Yondaful Days!

好きな本や映画・音楽についての感想を綴ったブログです。

淡々と体験談~奥野修司『死者の告白 30人に憑依された女性の記録』


よく聞く「震災の怪談」に興味があった。
それは、残された者がどう心を癒すのか、死者を弔うとはどういうことなのか、という心の問題として、災害とどう向き合うのかについて知りたかったからだ。もちろん、折に触れて災害そのものや被災者の方たちのことを考えたかったということもある。


そこで読んだのがこの本。
この本は、殺人事件で長男を奪われた家族を追ったノンフィクション『心にナイフをしのばせて』を読んで興味を持った奥野修司の著作として知った。今から思えば、同じ奥野修司の作品では、『魂でもいいから、そばにいてー3・11後の霊体験を聞く』の方が、自分が読みたかった内容に即しているはずだが、「憑依」というのが気になり、こちらを読むことにした。

この本では、高村英さんという当時20代の女性が、2012年の1年間に、子どもから大人、そして犬(!)まで30人に憑依された体験が語られている。
高村さんは、小さなころから霊が見える人だったが、コントロールが可能な範囲で問題なく過ごしていた。しかし、2012年5月頃からは、何人もの「他者の声」がいつも頭の中で響くほどで、関わる霊の数も増え、自我を保つのも厳しい状態になり、偶然知った栗原市にある通大寺に金田住職に助けを求める。
次から次へと「わんこそば」のように押し寄せる霊たちは、彼女に憑依してはそれぞれの体験や悩み(多くは自分が死んだことに気がついていない)を語る。その話を聞いた金田住職が説得し、彼らを死者の世界に送る一連の流れを10人程度の事例が記されており、ほとんどの内容が、高村さんの視点、金田住職の視点の双方から語られる。


驚いたのは、この本が、タイトル通り「記録」に徹していて、分析や追加取材が最小限であったことだ。
例えば、そこで語られた内容が、実際にあった出来事や人とリンクしていることが追加取材で分かれば、とても信憑性があるし、いわゆる「怖い話」になる。しかし、そういったことは無い。また、死とは何かについて「深く考えさせられる」ような本になっているとも言えない。

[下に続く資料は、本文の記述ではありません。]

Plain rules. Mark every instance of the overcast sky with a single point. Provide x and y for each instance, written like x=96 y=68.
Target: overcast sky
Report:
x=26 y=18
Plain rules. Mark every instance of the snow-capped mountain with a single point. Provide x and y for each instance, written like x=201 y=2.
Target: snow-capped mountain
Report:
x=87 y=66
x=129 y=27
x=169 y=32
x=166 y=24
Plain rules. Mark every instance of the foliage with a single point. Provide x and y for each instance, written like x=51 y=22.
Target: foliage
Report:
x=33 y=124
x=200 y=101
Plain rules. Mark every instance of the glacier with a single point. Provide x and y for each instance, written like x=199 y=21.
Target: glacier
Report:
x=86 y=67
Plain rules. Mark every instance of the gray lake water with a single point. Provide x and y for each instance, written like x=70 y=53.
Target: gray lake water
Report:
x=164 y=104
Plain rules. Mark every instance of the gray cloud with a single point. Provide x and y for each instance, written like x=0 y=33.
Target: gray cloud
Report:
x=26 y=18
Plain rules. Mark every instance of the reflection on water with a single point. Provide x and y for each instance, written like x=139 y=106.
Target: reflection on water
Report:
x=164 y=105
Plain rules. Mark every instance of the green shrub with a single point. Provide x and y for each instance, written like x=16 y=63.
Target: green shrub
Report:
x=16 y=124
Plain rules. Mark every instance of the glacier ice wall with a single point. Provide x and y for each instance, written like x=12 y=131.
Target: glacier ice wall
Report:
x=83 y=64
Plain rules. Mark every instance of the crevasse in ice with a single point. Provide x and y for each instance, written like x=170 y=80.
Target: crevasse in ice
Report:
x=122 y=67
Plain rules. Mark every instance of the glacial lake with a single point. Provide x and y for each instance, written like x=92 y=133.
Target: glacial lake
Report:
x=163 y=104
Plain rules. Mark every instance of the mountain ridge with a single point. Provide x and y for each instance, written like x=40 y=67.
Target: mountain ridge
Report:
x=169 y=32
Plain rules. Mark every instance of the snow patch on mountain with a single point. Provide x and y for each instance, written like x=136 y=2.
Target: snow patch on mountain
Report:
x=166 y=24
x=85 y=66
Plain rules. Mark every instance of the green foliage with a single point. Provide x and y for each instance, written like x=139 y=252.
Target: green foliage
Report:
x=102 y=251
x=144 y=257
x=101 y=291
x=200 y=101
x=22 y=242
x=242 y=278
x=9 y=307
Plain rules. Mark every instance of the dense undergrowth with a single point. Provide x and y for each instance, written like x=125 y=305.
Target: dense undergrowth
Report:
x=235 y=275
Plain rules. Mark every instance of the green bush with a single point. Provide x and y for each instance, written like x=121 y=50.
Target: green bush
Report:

著者の奥野さんも飄々としている。高村英さんの話を疑えば調べるだろうし、信じ込んでしまえばやはり調べるだろうが、調べないと決めている。
どうもその部分は、住職と高村英さん、そして奥野さんは考えが近いようである。
住職は、「除霊」は、霊を鎮めるためではなく、憑依された人(高村さん)を救うために行っていると考えている。
高村さんが自らの体験を取材してほしい(広めてほしい)と考えたのは、自分のように生きづらい(自分は霊的なものではなく、多重人格障害なのではないか等で悩んでいる)人たちに、体験を伝えることが救いにならないかと考えている。
奥野さんは、心霊の存在を信じているわけではないが、2人から同じ出来事について語られる(しかも住職は知人)ということは、少なくとも2人が見て考えた「何か」はあるに違いない。しかし、それを深く追求することは、関係者は誰も望んでいないため、そのままの形で伝えようと考えている。
結果として、「恐怖」にも「感動」にも偏らない、まさに淡々とした体験談が語られる本になっている。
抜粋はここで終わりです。